Nel presentare Severi, Saverio Tutino lo inscrive nella categoria degli "scriventi", escludendolo, almeno per il momento, da quella ben più prestigiosa degli "scrittori". Non si tratta, va detto subito, di una valutazione, piuttosto di un imbarazzo di fronte a un libro che si fa fatica a definire, a inquadrare in un genere letterario. Saggio? Per quanto "231 giorni" abbia molto da dire e da insegnare sulla realtà carceraria nella nostra società, sulla varia umanità e la disperazione che popola le prigioni, non può essere inserito tra gli studi di sociologia o di antropologia. Romanzo? Certamente no, malgrado la narrazione e la lingua dell'autore raggiungano in certi passi un'alta espressività. E allora di che si tratta?

Di un diario. Uno dei 150/200 diari che ogni anno approdano a Pieve Santo Stefano, un paese dell'alta Valtiberina, dove ha sede dall'85 l'Archivio diaristico nazionale. Migliaia di pagine che "gente comune" tira fuori dal cassetto per farle leggere a qualcuno. Epistolari, raccolte di ricordi e di appunti scritti per un uso strettamente privato. E' tra queste storie personali che nasce "231 giorni".



I giorni che il titolo conta sono quelli trascorsi dall'autore nel carcere di R., città sulla riviera romagnola, non specificata, ma facilmente identificabile. Dopo più di tre anni passati in comunità a "Sanpa" (che sta per San Patrignano), il Severi viene tradotto in galera per una colpa non ben precisata. Qui inizia il viaggio intorno a una cella, testimonianza e cronaca di una delle esperienze più distruttive per un individuo e che quasi miracolosamente si conclude in maniera positiva.

Del libro, ciò che colpisce in primo luogo è la fotografia vivida della violenza multiforme della quale sono vittime e protagonisti i detenuti, in ogni attimo e in ogni angolo. Severi non si piange addosso, nessuna autocommiserazione nelle parole: è lucido nel riconoscere che il sopruso si instaura nel complesso dei rapporti interpersonali che si svolgono in carcere, non solo in quelli tra "guardie" e "ladri". Il tempo tra le mura del carcere è scandito dalla violenza: dell'istituzione, della burocrazia e tra i detenuti. A volte sottile, come nella figura della lentezza estenuante delle procedure all'interno del carcere (l'autore dovrà rimandare gli esami universitari perché i suoi libri con la copertina rigida non hanno ottenuto il nullaosta per entrare). Altre volte una violenza più esplicita, come quella dei secondini o delle squadre punitive di altri detenuti che regolano conti in sospeso servendosi dei coperchi delle scatole di tonno.

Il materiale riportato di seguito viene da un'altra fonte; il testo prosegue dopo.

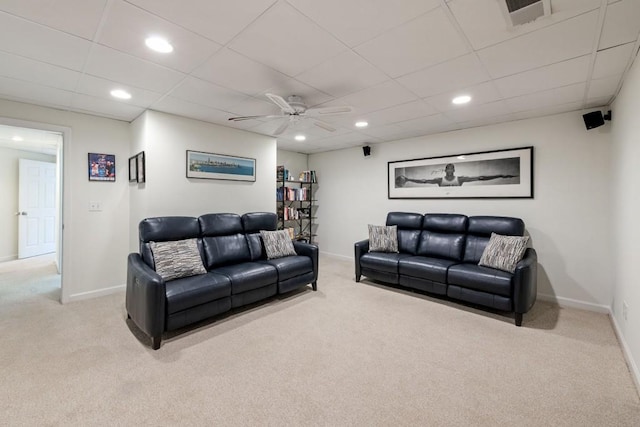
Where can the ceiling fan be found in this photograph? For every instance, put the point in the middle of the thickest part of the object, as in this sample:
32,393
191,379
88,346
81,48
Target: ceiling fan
293,110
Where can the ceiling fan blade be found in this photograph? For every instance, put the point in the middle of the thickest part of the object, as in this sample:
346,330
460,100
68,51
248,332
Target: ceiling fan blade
280,102
328,110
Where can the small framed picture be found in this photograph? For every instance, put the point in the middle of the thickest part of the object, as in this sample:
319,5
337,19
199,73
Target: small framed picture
133,169
102,167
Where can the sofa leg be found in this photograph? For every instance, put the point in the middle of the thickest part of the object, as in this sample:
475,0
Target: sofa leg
518,319
155,342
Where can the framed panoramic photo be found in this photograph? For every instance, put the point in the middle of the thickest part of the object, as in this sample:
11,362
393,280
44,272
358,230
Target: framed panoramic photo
220,166
488,174
102,167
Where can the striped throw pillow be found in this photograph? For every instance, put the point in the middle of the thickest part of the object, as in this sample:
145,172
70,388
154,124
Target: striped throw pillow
504,252
180,258
383,238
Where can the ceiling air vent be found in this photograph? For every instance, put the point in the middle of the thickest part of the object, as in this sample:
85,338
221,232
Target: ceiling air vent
520,12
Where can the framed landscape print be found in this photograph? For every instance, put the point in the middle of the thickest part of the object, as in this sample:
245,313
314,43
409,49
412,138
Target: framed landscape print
220,166
488,174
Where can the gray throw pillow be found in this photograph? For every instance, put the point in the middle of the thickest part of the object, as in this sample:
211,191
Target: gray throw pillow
277,244
504,252
180,258
383,238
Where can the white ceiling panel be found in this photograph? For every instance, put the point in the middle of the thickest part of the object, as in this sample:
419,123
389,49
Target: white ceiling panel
556,75
42,43
356,21
464,71
621,24
343,74
219,20
120,67
423,42
56,14
556,43
287,41
612,61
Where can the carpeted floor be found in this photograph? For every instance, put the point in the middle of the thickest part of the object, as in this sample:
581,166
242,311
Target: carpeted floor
349,354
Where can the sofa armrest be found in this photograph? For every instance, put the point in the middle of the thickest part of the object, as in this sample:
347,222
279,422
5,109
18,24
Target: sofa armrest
360,248
310,250
525,282
146,296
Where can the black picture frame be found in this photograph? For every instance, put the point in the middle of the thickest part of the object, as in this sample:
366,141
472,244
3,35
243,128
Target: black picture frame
481,175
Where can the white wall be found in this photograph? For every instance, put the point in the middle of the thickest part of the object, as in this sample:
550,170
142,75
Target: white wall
568,219
625,213
165,138
9,159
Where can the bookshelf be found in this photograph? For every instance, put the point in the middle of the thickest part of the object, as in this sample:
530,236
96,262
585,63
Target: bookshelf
296,203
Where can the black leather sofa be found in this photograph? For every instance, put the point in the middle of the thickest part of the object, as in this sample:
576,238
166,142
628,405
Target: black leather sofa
238,271
439,254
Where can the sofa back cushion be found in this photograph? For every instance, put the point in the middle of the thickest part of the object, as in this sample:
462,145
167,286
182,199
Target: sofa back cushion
166,229
409,225
252,223
443,236
223,240
479,233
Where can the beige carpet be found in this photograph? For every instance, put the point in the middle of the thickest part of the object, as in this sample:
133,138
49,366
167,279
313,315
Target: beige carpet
350,354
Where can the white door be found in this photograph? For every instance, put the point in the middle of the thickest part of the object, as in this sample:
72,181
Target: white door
36,208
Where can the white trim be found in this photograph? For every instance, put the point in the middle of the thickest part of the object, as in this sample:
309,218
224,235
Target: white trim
94,294
572,303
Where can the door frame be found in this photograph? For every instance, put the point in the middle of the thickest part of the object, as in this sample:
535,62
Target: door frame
64,196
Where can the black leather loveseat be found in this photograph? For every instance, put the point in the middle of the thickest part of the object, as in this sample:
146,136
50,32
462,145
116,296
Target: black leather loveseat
236,270
439,254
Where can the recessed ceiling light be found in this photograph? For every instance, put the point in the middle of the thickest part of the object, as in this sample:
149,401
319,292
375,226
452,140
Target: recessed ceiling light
159,44
463,99
120,94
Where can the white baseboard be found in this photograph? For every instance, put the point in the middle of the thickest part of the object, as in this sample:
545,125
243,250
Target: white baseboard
572,303
93,294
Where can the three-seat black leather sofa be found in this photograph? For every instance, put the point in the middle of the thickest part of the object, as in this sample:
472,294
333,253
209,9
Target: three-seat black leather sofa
237,270
439,254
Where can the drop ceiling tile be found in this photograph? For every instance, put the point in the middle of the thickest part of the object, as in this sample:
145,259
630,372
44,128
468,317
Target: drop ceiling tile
423,42
84,23
556,75
464,71
127,27
30,70
120,67
556,43
356,21
234,71
621,24
287,41
612,61
342,75
219,21
546,99
101,88
105,107
44,44
207,94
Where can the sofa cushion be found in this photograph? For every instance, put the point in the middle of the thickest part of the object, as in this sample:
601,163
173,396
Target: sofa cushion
175,259
191,291
480,278
504,252
248,275
434,269
383,261
277,244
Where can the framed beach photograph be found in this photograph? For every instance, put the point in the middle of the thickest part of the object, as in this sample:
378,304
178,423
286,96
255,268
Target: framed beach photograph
220,166
102,167
488,174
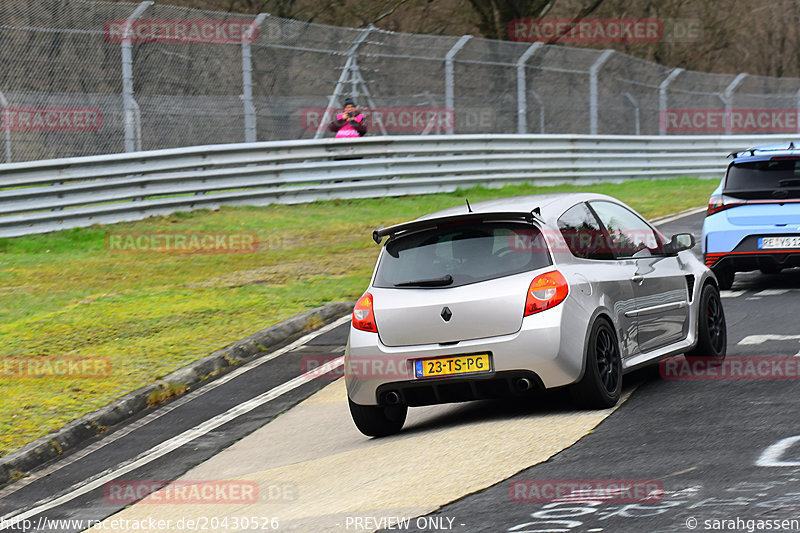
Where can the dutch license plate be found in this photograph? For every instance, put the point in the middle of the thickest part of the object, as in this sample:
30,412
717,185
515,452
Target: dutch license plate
779,242
447,366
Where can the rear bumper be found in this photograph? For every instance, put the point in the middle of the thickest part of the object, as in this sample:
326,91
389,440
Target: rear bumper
537,352
735,248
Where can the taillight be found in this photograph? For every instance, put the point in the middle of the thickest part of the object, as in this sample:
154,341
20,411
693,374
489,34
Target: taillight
546,291
363,316
720,202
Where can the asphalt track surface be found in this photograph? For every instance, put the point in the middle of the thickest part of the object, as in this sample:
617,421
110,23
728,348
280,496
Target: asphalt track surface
721,452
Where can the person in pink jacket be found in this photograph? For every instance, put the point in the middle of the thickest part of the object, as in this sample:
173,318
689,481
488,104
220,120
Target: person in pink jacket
350,123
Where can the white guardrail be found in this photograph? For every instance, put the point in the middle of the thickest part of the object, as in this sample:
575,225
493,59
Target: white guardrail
43,196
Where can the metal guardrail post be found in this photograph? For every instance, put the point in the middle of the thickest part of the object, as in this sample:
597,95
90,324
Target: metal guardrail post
522,100
727,98
6,126
631,100
593,72
449,77
127,78
662,99
247,79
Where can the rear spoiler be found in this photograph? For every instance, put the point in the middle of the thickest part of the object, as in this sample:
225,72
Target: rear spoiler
418,225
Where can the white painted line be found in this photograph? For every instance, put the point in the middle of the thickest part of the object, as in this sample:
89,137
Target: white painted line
731,294
122,432
772,292
758,339
772,455
187,436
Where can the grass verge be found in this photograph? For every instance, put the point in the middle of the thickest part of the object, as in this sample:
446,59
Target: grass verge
67,295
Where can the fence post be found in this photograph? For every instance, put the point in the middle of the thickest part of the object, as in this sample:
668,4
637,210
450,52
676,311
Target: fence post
797,97
6,126
728,100
631,100
349,64
593,71
247,78
128,107
522,100
662,99
449,77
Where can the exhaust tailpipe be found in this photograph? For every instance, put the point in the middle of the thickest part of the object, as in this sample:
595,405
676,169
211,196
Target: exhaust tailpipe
391,398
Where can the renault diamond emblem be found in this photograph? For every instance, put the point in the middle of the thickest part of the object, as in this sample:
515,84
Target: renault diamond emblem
446,314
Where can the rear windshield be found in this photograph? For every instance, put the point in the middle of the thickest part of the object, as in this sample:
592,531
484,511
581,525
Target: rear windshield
459,255
764,179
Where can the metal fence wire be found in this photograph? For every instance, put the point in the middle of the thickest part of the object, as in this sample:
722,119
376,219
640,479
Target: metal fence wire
84,78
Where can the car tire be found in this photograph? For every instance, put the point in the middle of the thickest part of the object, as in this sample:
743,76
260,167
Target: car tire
725,278
601,384
378,420
712,333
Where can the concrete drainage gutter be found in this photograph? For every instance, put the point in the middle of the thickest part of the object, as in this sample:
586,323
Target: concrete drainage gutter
17,463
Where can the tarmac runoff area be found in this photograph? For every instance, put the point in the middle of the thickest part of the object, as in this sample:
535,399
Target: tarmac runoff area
315,471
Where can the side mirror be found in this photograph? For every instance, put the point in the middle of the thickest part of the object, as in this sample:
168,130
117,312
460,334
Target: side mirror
679,243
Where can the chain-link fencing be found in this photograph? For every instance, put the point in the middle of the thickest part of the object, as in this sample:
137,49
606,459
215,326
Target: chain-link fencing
83,78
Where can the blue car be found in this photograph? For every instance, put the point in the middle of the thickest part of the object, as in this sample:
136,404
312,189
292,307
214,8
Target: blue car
753,218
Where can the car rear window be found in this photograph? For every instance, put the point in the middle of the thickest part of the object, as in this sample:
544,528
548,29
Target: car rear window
775,178
452,256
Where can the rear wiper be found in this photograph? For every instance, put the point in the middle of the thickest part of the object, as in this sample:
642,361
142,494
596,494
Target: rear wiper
447,279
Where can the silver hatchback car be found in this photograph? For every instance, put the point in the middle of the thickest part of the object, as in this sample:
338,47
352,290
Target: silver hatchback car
508,296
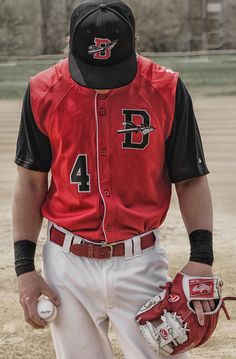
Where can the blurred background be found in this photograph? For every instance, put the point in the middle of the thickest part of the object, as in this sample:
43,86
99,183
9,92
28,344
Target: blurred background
30,27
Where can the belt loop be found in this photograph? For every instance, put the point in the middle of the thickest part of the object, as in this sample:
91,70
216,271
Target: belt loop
128,249
156,234
137,246
50,224
67,242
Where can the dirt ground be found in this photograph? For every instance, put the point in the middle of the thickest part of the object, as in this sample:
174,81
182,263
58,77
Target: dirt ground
216,117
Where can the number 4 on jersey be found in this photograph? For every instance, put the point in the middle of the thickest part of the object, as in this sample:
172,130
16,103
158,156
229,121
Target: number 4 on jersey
79,174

Di questa violenza, sottolinea l'autore, non ci si scandalizza mai abbastanza. Lui per primo. Tenere un diario significa allora non farsi schiacciare dalla violenza e dal degrado considerandoli come qualcosa di normale al quale bene o male bisogna abituarsi, come consigliano in molti "dentro". Significa cercare di aver le idee chiare sulla propria dignità, sui valori che si hanno a cuore e battersi per quelli con gli strumenti a disposizione, in questo caso carta, penna e qualche libro.

Le pagine di Severi non sono solo il resoconto, la traccia di quell'esperienza vissuta nel '96. Sono quell'esperienza di liberazione e di purificazione. Pagina dopo pagina, giorno dopo giorno non si leggono solo la narrazione e le riflessioni personali di un carcerato, ma si vive la resistenza e, diciamolo, la vittoria di un uomo che usa la scrittura, lo studio e la cultura come strumento ("rampino", scrive Severi) che lo porta a riveder le stelle dopo l'inferno della reclusione.